Imagine being 16 years old, running away from your adoptive parents and finding yourself living in a motel with an abusive pimp. Imagine, in the midst of that, being picked up at a Sonic Drive-In by a 43-year-old stranger who agreed to pay you $150 for sex, and once in bed with him, fearing for your life when you believe he is going to hurt you. Then imagine being sentenced to life in prison, and spending the next 15 years behind bars for shooting him in self-defense. This is the story of Cyntoia Brown, now 31, who was released from a Tennessee prison on Wednesday, after sparking national headlines and furious calls for criminal justice reform, including from Rihanna and Kim Kardashian West.

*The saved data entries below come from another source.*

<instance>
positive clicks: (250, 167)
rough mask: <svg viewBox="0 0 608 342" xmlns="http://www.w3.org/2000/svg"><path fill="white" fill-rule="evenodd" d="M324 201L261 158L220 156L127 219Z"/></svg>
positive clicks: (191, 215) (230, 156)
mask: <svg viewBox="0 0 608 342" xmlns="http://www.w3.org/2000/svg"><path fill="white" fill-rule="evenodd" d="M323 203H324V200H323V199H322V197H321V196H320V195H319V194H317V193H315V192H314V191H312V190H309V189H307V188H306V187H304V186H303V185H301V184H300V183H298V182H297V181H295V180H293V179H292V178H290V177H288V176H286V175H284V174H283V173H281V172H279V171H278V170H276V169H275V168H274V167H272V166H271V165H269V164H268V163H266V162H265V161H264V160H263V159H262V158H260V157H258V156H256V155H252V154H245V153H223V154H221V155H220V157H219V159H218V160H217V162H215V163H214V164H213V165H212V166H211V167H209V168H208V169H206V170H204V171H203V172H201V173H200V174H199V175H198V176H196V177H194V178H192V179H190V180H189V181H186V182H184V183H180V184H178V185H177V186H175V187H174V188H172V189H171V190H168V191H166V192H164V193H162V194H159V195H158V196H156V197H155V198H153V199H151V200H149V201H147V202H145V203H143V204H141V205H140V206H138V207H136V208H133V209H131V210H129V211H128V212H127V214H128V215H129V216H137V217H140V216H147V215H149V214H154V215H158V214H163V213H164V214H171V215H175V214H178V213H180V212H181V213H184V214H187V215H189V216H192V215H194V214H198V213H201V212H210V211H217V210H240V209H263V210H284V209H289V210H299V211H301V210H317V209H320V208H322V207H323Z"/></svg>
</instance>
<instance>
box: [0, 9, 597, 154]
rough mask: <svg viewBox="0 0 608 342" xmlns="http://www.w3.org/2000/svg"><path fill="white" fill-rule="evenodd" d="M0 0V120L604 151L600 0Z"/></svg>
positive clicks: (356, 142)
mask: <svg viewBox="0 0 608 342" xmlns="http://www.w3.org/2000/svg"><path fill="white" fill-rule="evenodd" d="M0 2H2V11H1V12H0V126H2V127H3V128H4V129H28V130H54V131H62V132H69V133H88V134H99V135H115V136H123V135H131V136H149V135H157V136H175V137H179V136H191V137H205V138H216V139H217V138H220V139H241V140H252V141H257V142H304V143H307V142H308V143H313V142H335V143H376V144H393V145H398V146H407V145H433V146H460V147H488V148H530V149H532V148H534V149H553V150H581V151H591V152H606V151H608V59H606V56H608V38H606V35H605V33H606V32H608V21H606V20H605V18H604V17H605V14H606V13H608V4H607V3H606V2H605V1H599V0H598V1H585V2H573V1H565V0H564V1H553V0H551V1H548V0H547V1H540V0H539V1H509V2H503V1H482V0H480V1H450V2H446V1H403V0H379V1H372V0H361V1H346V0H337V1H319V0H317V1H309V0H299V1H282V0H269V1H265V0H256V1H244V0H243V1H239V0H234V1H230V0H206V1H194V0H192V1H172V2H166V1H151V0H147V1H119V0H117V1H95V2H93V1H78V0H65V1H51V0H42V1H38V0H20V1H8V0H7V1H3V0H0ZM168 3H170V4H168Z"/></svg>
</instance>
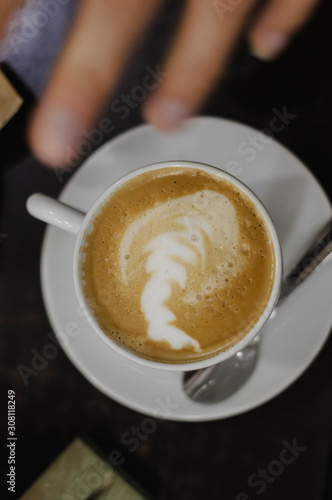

Under pressure from advocates in January, outgoing Republican governor Bill Haslam granted her clemency, and Brown’s life sentence was commuted to 15 years from the date of her arrest in 2004, when she was tried as an adult for killing Johnny M. Allen, a real estate broker who agreed to pay an underage Brown for sex. Brown told authorities she feared for her life when, in bed with Allen, she believed he was reaching for a gun. At the time of her arrest, Brown said she had run away from home and been forced into prostitution by a pimp who had raped her.
Had Brown’s life sentence remained, she would not have been eligible for parole until 2055—after 51 years in jail—when she’d be 67 years old. When announcing that he’d grant Brown clemency, Haslam said she had committed a “horrific crime at the age of 16,” but “imposing a life sentence on a juvenile that would require her to serve at least 51 years before even being eligible for parole consideration is too harsh, especially in light of the extraordinary steps Ms. Brown has taken to rebuild her life.” During her 15 years behind bars, Brown was praised as a “model prisoner” who earned both an associate degree—with a 4.0 GPA—and a high school equivalency diploma.
“Society was better off with Cyntoia out of prison,” Haslam told the Today show on Wednesday.
Through attorneys, Brown released a statement vowing to use her experience “to help other women and girls suffering abuse and exploitation.” She will soon say much more: this week, Atria Books announced it will publish Free Cyntoia, a book Brown wrote over the course of her incarceration.
According to the publisher: “In her own words, Cyntoia Brown shares the riveting and redemptive story of how she changed her life for the better.”